“When Diddy spoke of bitchassness, he was referring to n***as like you”
A text I got from someone I cared for deeply, at one point thought I was falling in love with, my best friend. Never mind the insult given in 2013 is so old it would be kindergartener, how do you respond to that? I could’ve went all the way in on her, but what’s the point? I’ll just let her have that one. The text was in response to me attempting to take the high road and telling her its clear we can’t be just friends so maybe we both need some time apart to fully heal. I didn’t even want to do that but how was I ever going to move on if we’re still playing the will we/won’t we game. I thought she could respect my position, though she could understand. In her eyes, I lied to her. She feels owed. How dare I even think about persuing anyone else when she been waiting in line.
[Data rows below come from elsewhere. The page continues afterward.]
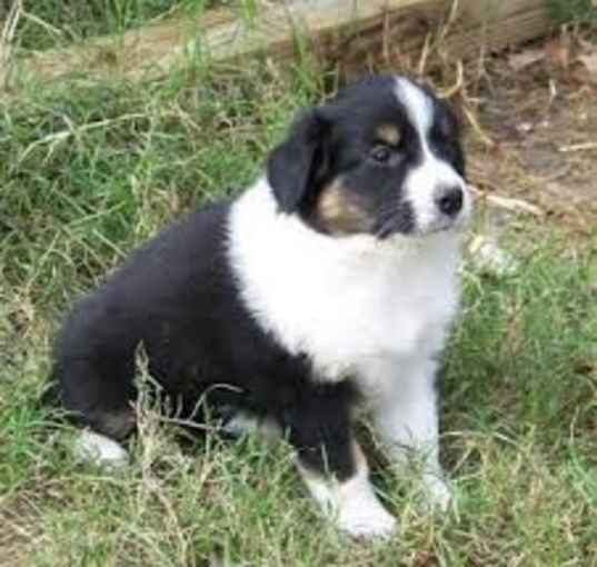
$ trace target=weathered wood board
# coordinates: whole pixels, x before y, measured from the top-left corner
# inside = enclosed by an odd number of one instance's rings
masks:
[[[332,61],[374,51],[416,57],[426,39],[441,29],[447,30],[441,49],[466,58],[478,53],[481,44],[500,49],[538,37],[550,26],[545,0],[295,0],[261,7],[252,20],[231,10],[212,10],[196,20],[31,53],[13,59],[8,76],[51,80],[116,73],[137,79],[165,76],[200,57],[230,62],[266,53],[283,61],[296,54],[297,37]]]

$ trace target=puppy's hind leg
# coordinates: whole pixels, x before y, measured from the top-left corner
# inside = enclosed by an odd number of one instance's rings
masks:
[[[120,378],[120,379],[115,379]],[[128,462],[127,450],[118,442],[135,429],[132,369],[130,376],[107,376],[91,360],[62,360],[60,396],[73,421],[84,429],[73,446],[81,459],[102,466]]]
However, this isn’t the DMV, this isn’t the deli, I’m not obligated to be with you. But no matter how rational my thought process is, it’s easier to make me the villain. It’s a role I just have to accept.
“….or live long enough to see yourself become the villain”
It’s a recurring theme in my love life, I try to be a good guy, be the man of her dreams but what happens when that dream is shared by a few. To choose one is to reject the rest, to choose all is to choose none. It’s all about perception, I thought I was doing the mature thing rather than force her into a convenient friendship I know she doesn’t want. She deserves more than I have to offer, I took a step back to let her see that
“Do me a favor, don’t do me no favors, I’ll handle mine”
Perhaps I should’ve went with the more common dynamic; do what I’m allowed. It’d be her fault for letting me right? I could just play bestie knowing there’s feelings, have sex knowing there’s no relationship potential, get in a relationship knowing there’s no long term future. I’m in pursuit of my own happiness, why do I need to worry about her feelings? I just want my friend, she’ll figure whatever it is she’s feeling out. I mean I told her we’re just friends, I covered my bases.
But that’s just not me. That’s just not her. I also know no one likes decisions being made for them, even if it’s the correct one. But it was clear the friendship died a while ago. I wasn’t sure if I was hearing a friends perspective or the voice of a scorned lover. What I do know is…
“And if I evvv ever fall in love again, I will be sure that the lady’s not a friend.”